GETTING YOUR MORTGAGE THE RIGHT MORTGAGE FOR YOU When it comes to home financing, there’s no one-size-fits-all approach. There are a variety of loan programs available to meet your specific financial situation, and you should talk to your lender about which one is right for you.

LOAN TYPES: CONVENTIONAL VS. GOVERNMENT SPONSORED Conventional Loans: With a conventional loan, the lender assumes the risk for lending you money. As a result, conventional loans have more stringent credit requirements and higher down payment requirements. Jumbo: Jumbo loans are those that exceed the conforming loan limits. Interest rates are usually higher on jumbo loans because they represent greater risk to the lender. There may also be stricter credit standards and underwriting requirements. Government-sponsored loans: With a government-sponsored loan, the government backs the loan, or assumes the risk for lending you money. They typically have lower credit and down payment requirements to make it easier for you to obtain a mortgage. FHA: Federal Housing Administration (FHA) loans allow you to purchase a home with as little as 3.5% down. Because of the low down payment, borrowers are required to pay a mortgage insurance premium (MIP) on top of their monthly payment. VA: Backed by the U.S. Department of Veterans Affairs, VA loans require no down payment (100% financing) and no mortgage insurance. They are available to eligible veterans, active duty members, reservists, National Guard members, and surviving spouses. USDA: Backed by the U.S. Department of Agriculture, USDA loans are available for homes in eligible rural areas. While USDA loans do not require a down payment, they do require mortgage insurance. Conforming: Conforming loans are those that adhere to loan limits set by the Federal Housing Finance Agency.

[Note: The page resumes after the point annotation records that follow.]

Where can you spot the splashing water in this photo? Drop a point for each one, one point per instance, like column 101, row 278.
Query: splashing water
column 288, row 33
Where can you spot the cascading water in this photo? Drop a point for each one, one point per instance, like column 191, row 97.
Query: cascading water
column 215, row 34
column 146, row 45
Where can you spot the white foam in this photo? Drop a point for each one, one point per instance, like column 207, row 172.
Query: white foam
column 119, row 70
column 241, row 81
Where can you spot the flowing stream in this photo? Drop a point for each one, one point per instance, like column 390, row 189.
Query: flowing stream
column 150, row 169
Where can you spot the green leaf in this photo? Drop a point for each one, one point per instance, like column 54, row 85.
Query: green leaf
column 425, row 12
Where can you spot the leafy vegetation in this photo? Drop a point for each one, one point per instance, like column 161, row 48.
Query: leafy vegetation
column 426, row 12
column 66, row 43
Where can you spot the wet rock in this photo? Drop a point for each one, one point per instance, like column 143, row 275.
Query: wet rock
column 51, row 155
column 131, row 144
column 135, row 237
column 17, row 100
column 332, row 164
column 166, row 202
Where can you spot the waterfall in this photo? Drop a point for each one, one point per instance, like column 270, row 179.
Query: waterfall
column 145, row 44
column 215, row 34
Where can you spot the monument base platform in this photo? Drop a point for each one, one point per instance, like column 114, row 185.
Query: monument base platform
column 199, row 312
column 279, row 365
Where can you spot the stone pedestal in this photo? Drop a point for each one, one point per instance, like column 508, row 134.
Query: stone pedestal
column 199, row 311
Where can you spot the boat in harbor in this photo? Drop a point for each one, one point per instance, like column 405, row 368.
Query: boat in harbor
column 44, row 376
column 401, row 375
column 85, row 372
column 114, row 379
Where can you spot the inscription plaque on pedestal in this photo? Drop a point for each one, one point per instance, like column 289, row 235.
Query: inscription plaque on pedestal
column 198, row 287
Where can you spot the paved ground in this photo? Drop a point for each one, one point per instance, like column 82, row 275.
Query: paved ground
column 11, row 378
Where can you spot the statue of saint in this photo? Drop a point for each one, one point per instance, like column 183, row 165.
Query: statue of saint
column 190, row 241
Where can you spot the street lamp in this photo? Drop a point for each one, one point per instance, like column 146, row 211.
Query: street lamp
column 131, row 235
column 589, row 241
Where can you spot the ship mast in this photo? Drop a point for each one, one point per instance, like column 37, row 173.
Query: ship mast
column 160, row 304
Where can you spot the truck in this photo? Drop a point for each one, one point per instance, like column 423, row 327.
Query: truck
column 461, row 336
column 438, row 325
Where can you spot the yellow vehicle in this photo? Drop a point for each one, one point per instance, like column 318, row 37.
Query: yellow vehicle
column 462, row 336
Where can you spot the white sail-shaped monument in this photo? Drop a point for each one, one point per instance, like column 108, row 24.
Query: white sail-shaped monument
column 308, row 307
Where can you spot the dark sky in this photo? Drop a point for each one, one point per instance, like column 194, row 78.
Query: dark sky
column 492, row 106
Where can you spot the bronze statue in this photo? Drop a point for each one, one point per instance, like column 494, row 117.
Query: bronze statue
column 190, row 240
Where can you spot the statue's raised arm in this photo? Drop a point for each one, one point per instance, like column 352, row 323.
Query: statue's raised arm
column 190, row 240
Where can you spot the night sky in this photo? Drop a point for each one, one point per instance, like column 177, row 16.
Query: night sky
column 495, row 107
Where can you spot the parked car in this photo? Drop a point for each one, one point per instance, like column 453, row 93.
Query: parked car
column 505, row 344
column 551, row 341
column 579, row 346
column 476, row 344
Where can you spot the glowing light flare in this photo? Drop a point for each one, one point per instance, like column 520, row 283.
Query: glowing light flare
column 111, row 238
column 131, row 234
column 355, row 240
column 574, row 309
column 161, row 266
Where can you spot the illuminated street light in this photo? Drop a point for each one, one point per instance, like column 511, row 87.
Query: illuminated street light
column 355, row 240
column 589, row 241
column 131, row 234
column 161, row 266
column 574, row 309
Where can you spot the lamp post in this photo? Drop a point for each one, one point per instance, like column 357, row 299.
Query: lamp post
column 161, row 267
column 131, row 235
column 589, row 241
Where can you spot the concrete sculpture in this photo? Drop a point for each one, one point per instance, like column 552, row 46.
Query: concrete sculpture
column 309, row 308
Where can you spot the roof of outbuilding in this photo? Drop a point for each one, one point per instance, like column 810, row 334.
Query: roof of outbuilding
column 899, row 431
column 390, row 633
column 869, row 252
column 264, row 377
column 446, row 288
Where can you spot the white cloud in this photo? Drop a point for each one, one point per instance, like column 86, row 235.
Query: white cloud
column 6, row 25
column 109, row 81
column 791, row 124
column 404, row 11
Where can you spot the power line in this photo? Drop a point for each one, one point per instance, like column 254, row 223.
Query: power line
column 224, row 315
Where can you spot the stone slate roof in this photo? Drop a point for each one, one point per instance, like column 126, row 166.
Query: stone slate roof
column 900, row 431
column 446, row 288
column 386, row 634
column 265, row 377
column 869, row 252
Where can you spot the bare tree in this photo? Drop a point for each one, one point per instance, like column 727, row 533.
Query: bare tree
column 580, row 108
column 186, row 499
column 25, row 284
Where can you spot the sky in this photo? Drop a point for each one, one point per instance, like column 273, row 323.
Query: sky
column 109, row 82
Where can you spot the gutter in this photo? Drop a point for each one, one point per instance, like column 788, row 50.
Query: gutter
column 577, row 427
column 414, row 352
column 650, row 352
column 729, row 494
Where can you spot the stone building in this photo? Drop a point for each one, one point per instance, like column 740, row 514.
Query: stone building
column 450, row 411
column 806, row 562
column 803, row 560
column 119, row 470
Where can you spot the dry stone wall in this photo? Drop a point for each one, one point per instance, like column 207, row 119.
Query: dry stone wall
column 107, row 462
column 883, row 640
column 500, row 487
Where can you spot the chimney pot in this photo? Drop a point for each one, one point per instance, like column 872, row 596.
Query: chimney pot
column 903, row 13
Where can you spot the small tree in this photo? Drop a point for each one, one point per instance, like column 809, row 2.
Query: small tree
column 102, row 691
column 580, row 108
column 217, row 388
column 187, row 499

What type of loan is right for you? Fixed Rate: A fixed rate loan provides a fixed rate throughout the life of the loan, meaning the rate will not change 10, 20, or 30 years from now. A fixed rate loan may be the better choice if you want stable payments and plan to live in your home long-term. ARM: With adjustable rate mortgages (ARMs), the interest rate will fluctuate over time. ARMs can either go up or down, which will affect your monthly payment. An ARM may be a good option if you only plan to live in your home for a few years.